Ce n’est pas un hasard si le premier meurtre de l’histoire humaine, narré par la Bible, a pour source la jalousie : Caïn est jaloux d’Abel, car les offrandes de ce dernier ont été agréées par le Seigneur et non les siennes ! (Gn 4). La jalousie naît du désir de posséder l’autre, d’être l’autre à la place de l’autre. C’est ce que René Girard nomme le « désir mimétique ». Or je ne peux pas posséder l’autre et encore moins être l’autre. Sauf à un travail sur moi-même, – auquel le Seigneur invite d’ailleurs Caïn : «  Si tu agis bien, ne relèveras-tu pas ton visage ? Mais si tu n’agis pas bien…, le péché est accroupi à ta porte. Il est à l’affût, mais tu dois le dominer. » (Gn. 4,7) –, l’unique solution est donc de tuer l’autre à défaut. Ainsi en est-il de Jésus jalousé par les hauts dignitaires du peuple Juif, qui ne trouveront d’issue à leur jalousie que dans la mort du juste.

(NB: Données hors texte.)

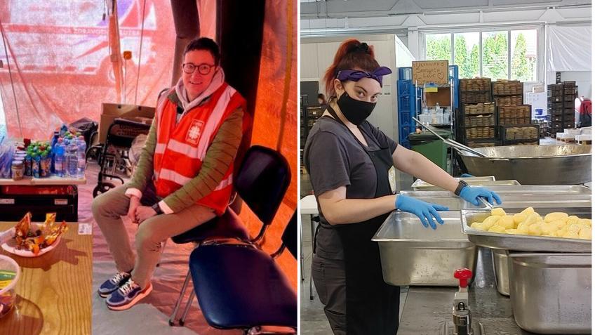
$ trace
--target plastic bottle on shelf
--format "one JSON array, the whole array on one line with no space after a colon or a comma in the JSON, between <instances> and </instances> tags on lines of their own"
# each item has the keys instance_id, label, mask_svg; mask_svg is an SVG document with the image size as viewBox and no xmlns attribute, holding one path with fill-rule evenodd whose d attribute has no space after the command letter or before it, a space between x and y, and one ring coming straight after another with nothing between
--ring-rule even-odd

Ainsi en est-il du frère aîné du fils prodigue (Lc. 15) qui se fait tancer par son père, pour accepter l’amour inconditionnel que ce dernier porte au fils pécheur. « Toi, mon enfant, tu es toujours avec moi, et tout ce qui est à moi est à toi. » Voilà qui nous ramène au « bien-aimé ». Alors, il me plaît de croire que l’explication la plus simple est de nous permettre à chacun de se dire « je suis un bien aimé». Aucune jalousie ne devrait s’instaurer entre nous : l’amour de Dieu pour chacun de nous est absolu, quoique divers en chacune de nos vies.